Gegen eine tiefe Eingliederung in kann auch eine Berichterstattung sprechen, die primär nicht der Information des Lieferanten über die Vertriebsaktivitäten und den Vertriebserfolg des Vertragshändlers, sondern anderen Zwecken dient, etwa der Bestimmung von Preisen oder Rabatten. Vertragliche Regelungen zu berichtspflichten sollten daher Angaben zu Grund und Verwendung der mitgeteilten Informationen enthalten. Diese Verwertung der Information sollte wiederum zumindest indirekt zu einem Nutzen für den Handelsvertreter sein.
Interessant ist in diesem Zusammenhang auch ein direktes Eigeninteresse des Vertragshändlers an der Weitergabe von Vertriebsinformationen zu fördern. Dazu können zum Beispiel dem Vertragshändler s Vorteile und besondere Konditionen für bestimmte Vertriebserfolge, etwa dem erreich von Ziel strukturellen, gruppen- oder ortsbezogenen Absatzerfolgen, eingeräumt werden. Sofern dem Vertragshändler die Inanspruchnahme der Sonderkonditionen freigestellt ist, handelt er im eigenen Interesse, wenn er Absatzinformationen für die Erlangung der Vorteile weitergibt. Dieser Ansatz zeigt, dass Reporting- und Berichtspflichten schon bei der Vertragsgestaltung nicht als reine Nebenpflicht betrachtet werden, sondern im Zusammenhang mit der Provisions- und Vergütungsregelung betrachtet werden sollten.
Unbedenklich sind auch freiwillige Berichte des Vertragshändlers.

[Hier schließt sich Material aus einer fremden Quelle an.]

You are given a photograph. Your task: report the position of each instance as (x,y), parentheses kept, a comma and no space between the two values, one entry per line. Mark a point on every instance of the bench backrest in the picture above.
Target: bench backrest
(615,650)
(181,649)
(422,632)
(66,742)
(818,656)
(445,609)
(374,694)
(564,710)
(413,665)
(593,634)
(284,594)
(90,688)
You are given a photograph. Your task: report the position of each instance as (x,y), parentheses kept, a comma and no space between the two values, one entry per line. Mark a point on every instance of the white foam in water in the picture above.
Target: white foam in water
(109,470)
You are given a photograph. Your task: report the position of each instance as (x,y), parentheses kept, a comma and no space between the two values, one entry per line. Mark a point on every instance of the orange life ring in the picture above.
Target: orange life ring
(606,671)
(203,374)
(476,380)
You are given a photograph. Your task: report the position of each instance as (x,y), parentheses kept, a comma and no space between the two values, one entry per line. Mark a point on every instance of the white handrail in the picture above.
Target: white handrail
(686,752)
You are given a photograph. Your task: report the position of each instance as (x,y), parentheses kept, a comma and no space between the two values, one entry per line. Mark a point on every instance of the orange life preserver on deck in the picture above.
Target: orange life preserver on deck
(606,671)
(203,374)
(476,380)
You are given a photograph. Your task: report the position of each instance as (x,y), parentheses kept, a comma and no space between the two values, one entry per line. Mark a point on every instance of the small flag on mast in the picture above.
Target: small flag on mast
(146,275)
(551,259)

Hier stellt sich allerdings die Frage, warum der Vertragshändler regelmäßig ohne besondere Veranlassung und Motivation Informationen über seine Vertriebsaktivitäten zu übermitteln.
Preisvorgaben
Unverbindliche Preisempfehlungen sind unbedenklich und kein Merkmal für eine Eingliederung des Vertragshändlers in die Absatzorganisation des Lieferanten. Denn abseits der Preisempfehlung bleiben dem Vertragshändler die Möglichkeit der Preisfestlegung und damit ein hohes Maß an wirtschaftlicher Freiheit belassen. Die Vorgabe von Höchstpreisen ist kritisch zu sehen, da solche Vorgaben erheblichen Einfluss auf die wirtschaftliche Betätigungsfreiheit des Vertragshändlers haben können. Gleiches gilt für die Vorgabe von Mindestpreisen, wobei solche Vorgaben ohnehin kartellrechtlich unzulässig sind.
Pflicht zur Lagerhaltung
Bei der Bewertung von Vorgaben des Lieferanten zur Lagerhaltung kommt es auf die wirtschaftliche Bedeutung der Vorgaben für den Vertragshändler an. Die Verpflichtung des Vertragshändlers, einen angemessenen Warenbestand vorrätig zu halten, um die übliche Marktnachfrage zu bedienen, dürfte unkritisch sein, sofern die Lagerhaltung auch im Interesse des Vertragshändlers liegt. Dabei dürfte dem Vertragshändler ein Interesse an einer schnellen Belieferung seiner Kunden zu unterstellen sein. Anders kann dies bei besonders hochpreisigen Waren sein oder sofern die Lagerhaltung aufgrund der Art der Produkte oder wegen externer Umstände mit sehr hohem Aufwand verbunden ist.
Unbedingt zu vermeiden sind Verpflichtungen des Vertragshändlers zu einer zu einer Lagerhaltung, die den üblichen und zu erwartenden Absatz überschreitet.